Selamat pagi, kenangan. Apa kabarmu hari ini? Sudah lama aku tidak singgah ke
tempatmu. Mengunjungi perpustakaan yang kini sudah kumuh dan berdebu. Ada
alasan tertentu mengapa aku taklagi berkunjung ke sana. Berpura-pura melupakan
bahwa aku pernah membangun perpustakaan di dalam pikiranku.
Tidak
akan pernah mudah bagi sesiapa pun untuk melupakan sesuatu yang pernah berharga
baginya. Begitu pun aku, kala memutuskan untuk mengunci ingatan tentang “kita”

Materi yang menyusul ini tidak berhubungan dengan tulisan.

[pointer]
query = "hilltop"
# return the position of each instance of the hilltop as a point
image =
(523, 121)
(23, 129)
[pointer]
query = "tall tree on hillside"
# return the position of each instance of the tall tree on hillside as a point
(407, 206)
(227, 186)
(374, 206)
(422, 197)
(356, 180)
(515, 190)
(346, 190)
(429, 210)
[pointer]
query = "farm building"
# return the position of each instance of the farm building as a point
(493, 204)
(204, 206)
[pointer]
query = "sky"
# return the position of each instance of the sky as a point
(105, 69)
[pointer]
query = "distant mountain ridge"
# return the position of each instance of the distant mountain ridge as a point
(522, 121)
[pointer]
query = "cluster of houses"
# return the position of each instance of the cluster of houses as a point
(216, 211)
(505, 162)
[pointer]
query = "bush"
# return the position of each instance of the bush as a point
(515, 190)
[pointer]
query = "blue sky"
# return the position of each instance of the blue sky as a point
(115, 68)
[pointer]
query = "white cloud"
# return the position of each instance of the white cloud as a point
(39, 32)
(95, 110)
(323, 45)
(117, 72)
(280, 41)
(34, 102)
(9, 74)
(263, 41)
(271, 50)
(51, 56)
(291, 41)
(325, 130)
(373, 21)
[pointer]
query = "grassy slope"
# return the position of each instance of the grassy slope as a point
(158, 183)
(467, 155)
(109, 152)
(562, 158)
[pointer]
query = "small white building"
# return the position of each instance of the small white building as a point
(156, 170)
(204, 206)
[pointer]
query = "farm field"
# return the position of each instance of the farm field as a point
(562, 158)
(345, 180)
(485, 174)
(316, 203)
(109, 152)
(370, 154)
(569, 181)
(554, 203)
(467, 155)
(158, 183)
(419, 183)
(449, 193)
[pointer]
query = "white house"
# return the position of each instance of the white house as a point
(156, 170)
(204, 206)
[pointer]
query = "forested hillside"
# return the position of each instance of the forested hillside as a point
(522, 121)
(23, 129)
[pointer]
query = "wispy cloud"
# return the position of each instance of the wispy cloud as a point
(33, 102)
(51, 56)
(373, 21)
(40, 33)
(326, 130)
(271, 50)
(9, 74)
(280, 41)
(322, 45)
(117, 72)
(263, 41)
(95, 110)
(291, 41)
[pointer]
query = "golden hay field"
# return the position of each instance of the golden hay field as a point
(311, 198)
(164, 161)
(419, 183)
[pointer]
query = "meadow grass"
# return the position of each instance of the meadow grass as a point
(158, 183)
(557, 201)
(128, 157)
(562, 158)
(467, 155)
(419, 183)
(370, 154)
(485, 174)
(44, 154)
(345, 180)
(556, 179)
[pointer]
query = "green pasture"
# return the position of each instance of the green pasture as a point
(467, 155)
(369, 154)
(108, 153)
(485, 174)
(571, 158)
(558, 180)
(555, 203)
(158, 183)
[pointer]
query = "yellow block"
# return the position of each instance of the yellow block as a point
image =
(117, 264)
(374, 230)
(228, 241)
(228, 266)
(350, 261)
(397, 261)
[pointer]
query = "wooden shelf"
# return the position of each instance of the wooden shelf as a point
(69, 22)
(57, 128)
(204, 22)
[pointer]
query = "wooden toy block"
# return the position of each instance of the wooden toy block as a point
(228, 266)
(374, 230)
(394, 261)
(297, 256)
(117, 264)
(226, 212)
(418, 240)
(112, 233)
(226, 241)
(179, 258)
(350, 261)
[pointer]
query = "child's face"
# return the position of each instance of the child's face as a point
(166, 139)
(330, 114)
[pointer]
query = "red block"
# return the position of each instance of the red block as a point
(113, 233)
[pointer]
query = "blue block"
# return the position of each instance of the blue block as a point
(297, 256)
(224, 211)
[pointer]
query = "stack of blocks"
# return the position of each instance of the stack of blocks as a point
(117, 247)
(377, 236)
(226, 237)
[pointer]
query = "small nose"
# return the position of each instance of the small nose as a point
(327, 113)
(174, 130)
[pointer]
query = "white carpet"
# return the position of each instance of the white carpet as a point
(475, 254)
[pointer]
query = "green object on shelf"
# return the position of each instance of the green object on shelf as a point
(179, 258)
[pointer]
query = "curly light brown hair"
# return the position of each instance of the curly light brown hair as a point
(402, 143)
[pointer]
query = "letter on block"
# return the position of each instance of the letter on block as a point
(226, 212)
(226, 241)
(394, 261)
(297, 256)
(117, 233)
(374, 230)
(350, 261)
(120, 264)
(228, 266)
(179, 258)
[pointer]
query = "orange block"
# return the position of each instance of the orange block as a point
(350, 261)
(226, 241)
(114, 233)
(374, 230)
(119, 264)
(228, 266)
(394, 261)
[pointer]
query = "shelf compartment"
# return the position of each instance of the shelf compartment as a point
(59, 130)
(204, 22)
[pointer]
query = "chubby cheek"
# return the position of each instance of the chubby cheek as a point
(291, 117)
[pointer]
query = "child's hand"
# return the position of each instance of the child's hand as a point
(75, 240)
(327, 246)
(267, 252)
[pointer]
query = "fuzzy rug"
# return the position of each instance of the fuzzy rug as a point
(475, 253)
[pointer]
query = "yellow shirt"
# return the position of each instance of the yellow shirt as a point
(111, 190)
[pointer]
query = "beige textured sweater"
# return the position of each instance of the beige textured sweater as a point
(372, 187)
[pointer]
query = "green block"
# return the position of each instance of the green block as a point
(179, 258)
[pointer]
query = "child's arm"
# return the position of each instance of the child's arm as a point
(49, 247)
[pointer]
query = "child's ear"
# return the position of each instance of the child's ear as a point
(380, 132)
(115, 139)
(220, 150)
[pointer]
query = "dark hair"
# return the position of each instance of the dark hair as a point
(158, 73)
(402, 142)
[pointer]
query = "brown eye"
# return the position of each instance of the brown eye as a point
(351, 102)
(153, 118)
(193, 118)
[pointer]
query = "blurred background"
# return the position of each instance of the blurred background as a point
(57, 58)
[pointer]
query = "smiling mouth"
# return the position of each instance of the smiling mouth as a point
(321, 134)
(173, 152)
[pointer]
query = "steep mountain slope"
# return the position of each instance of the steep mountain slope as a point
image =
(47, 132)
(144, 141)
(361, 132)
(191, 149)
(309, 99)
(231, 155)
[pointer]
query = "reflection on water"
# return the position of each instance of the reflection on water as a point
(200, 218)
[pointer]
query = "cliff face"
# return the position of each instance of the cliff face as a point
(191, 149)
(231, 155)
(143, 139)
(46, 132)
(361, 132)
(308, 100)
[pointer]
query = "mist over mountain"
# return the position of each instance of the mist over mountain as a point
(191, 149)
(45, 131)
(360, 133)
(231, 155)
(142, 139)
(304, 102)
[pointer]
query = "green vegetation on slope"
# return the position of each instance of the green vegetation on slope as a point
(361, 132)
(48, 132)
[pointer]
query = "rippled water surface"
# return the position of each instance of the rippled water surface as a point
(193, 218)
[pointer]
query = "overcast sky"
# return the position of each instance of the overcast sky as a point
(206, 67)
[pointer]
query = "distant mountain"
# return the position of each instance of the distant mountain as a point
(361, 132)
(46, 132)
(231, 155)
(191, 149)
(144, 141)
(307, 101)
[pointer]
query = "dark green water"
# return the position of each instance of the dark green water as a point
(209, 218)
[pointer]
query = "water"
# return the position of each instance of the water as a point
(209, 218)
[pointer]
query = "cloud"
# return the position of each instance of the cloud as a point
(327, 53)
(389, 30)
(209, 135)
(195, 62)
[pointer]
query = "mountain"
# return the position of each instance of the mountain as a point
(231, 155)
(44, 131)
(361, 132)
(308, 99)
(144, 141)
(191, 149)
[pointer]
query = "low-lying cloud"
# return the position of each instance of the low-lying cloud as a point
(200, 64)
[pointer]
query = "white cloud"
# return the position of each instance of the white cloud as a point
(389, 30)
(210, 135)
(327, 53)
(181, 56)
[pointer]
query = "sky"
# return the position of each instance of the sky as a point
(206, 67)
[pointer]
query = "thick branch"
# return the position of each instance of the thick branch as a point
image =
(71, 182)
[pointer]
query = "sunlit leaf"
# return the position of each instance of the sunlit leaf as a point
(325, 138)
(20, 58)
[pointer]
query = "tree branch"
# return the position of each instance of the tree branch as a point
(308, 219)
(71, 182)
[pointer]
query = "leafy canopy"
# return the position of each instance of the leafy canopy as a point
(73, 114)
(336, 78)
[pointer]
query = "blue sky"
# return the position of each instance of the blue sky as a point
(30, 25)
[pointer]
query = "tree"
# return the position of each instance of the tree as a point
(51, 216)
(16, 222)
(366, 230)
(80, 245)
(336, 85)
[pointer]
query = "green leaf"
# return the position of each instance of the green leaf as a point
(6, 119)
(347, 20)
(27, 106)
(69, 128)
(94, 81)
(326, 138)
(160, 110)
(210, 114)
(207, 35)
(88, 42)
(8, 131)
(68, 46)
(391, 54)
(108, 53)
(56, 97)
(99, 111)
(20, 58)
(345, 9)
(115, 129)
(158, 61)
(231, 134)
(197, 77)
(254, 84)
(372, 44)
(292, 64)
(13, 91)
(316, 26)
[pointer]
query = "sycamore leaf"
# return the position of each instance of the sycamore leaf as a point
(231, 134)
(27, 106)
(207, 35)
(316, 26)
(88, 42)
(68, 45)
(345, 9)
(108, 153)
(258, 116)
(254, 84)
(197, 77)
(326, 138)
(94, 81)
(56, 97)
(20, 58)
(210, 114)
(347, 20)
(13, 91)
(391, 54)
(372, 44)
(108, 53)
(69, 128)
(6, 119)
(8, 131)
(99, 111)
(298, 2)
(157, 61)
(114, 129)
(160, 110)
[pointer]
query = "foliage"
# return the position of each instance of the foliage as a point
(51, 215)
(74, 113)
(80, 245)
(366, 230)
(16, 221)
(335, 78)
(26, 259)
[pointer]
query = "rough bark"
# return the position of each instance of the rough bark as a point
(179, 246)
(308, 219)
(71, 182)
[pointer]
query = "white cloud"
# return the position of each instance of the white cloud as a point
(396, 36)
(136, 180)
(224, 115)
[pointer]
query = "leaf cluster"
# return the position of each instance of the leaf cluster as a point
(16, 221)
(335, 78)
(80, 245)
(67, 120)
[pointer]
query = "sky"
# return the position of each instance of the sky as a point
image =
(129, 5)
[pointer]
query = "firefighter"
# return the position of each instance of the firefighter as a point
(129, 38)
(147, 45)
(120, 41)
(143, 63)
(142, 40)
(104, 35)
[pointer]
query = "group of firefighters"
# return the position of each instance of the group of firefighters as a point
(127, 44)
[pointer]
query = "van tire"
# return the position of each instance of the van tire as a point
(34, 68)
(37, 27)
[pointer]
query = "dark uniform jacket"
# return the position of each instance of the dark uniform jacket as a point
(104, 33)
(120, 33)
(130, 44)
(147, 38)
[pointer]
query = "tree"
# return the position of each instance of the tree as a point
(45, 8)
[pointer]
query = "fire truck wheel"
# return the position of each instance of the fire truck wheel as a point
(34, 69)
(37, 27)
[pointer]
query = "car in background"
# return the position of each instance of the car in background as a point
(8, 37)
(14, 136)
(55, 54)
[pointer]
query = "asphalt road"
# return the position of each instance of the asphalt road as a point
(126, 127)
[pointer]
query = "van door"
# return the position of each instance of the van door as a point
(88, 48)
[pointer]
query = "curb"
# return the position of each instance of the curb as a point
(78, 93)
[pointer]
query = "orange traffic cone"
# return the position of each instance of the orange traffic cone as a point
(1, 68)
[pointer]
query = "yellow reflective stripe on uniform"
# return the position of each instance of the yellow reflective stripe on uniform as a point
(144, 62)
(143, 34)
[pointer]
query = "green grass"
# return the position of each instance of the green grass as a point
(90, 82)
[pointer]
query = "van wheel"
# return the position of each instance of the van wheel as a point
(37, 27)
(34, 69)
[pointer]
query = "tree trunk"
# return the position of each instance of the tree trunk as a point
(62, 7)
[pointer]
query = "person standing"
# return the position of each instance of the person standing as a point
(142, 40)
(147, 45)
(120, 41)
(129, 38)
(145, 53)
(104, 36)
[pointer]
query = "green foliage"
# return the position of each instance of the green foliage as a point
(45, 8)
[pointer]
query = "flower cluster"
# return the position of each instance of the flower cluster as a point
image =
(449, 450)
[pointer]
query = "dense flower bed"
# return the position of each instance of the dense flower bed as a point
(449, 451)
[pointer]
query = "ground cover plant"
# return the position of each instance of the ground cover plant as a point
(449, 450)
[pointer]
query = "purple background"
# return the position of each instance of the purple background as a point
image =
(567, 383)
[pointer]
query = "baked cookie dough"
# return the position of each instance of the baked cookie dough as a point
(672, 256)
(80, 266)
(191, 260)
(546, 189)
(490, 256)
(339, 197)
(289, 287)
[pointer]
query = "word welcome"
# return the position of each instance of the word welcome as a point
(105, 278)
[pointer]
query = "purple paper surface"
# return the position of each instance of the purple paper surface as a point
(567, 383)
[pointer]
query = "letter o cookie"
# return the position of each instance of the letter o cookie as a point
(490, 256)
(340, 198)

di dalam perpustakaan itu. Menguncinya dari luar lalu takpernah lagi datang ke
sana. Aku taklagi ingin mengusik kembali segala yang pernah kita lalui di masa
silam.
Aku
sudah mengusaikan kata “kita” di antara aku dan kamu. Mengusaikan tiap rindu
yang mendera dan menciptakan bahagia semu saat kita sama-sama menikmati senja
selepas pulang kerja atau sembari menyantap kelapa di akhir pekan. Aku ingin
lupa bahwa aku pernah hadir di hidupmu.
Aku
pernah sekali mencintai kota di pinggir pantai itu. Mencintai kamu. Lalu, waktu
menjeda perasaan di antara kita. Detik memutuskan menjauh dan tak kembali.
Perlahan, jarak mencipta spasi hingga akhirnya kamu memilih pergi tanpa
mengatakan apa-apa.
Perasaan
itu bisa rapuh dan kuat. Saat aku (masih) mencintaimu, perasaan itu kokoh.
Namun, ketika wajahmu kian tenggelam dari samudra perasaanku, aku sadar bahwa
perasaan itu patah menjadi keping-keping. Gugur satu-satu. Dan kita menjadi
sepasang manusia tanpa arah; tanpa tujuan. Mungkin kamu sudah menemukan tujuan
barumu. Aku? Masih mencari-cari di mana kamu berada.
Saat
waktu dan jarak sudah memutuskan untuk melupakan apa yang telah mereka lakukan
kepada kita, aku melihatmu lagi. Ya, melihatmu bersama takdir yang lain. Dan
mengetahui itu, aku memutuskan untuk mengunci kenanganmu di perpustakaan itu
selamanya.
Entah
sampai kapan, sampai aku menemukan kembali.